Pssst! Pharmaceutical companies! Want to know a secret? One of the easiest ways to get investors jazzed up about your company is to run a clinical trial with a commercially available drug, then add naltrexone to it. Animal and human drug supplier Alpharma
Alpharma held a conference call today to announce results from a phase 2 trial testing the company's already approved oral morphine pain drug, Kadian, with naltrexone. The goal of the trial was to show that Kadian was just as safe and effective with naltrexone as without.
With shares up nearly 10% for the day, it's easy to guess how the trial results fared. The Kadian and naltrexone combination drug showed the same efficacy and levels of adverse events as the non-naltrexone version.
The idea behind adding naltrexone to the drug is that if drug abusers try to crush it to hasten its entry into the bloodstream, as they often do with opioids, the company's special formulation of naltrexone will be released, rendering the drug much less effective. Naltrexone is often used to treat drug dependence and alcoholism, so it makes sense that it should perform in this way.
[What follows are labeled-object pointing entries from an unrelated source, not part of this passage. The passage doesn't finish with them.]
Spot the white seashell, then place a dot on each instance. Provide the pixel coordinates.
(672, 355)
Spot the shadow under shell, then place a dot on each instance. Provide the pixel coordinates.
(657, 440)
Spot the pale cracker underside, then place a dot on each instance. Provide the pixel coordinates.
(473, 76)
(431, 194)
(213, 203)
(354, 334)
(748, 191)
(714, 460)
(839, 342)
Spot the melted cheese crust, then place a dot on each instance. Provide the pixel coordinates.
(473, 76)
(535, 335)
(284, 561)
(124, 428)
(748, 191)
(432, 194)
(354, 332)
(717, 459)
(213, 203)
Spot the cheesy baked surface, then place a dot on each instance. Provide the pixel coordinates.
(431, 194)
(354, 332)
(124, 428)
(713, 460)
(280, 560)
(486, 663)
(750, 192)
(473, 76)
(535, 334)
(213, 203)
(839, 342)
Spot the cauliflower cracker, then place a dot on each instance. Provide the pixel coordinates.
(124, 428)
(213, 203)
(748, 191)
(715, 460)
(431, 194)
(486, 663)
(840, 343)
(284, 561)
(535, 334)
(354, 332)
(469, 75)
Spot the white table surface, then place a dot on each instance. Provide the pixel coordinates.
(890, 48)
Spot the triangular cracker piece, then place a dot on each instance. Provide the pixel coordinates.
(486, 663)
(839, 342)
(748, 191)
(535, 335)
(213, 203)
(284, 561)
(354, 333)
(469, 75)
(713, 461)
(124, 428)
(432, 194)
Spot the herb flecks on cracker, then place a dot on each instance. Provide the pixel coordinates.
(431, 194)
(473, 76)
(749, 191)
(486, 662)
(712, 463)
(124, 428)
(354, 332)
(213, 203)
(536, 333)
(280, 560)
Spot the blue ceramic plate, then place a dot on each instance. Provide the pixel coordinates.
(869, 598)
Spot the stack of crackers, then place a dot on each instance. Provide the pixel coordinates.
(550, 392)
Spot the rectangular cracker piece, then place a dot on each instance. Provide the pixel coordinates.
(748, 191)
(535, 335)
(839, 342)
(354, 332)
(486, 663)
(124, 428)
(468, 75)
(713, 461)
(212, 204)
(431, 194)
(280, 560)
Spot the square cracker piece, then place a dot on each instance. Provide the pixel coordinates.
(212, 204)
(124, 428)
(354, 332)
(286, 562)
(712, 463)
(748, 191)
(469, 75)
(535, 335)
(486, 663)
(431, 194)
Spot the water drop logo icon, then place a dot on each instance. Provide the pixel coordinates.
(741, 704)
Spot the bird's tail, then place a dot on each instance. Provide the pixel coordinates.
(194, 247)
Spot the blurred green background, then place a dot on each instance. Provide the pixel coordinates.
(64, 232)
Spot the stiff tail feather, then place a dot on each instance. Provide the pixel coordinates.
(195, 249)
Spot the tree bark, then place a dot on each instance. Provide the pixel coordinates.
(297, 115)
With positive phase 2 trials behind it, Alpharma plans to begin enrolling patients for a phase 3 trial in the fourth quarter and, if successful, hopes to have the Kadian-naltrexone combination drug on the market in 2009.
For the first two quarters of 2006, sales of Kadian have reached $69 million and increased 55% in the most recent quarter compared to last year. If Alpharma can usher this abuse-resistant version of Kadian through the clinical trial process, the company should have no problem keeping up this sort of sales growth for the drug for a quite a while.
Many companies are working on designing drugs using naltrexone and its related chemical entities. Whether naltrexone is used to treat alcoholism or drug dependence, autoimmune diseases or bowel disorders, this generically available compound is very popular because of the drug's long history of proven safety and minimal side effects. Alpharma can now be added to the lengthy list of naltrexone users.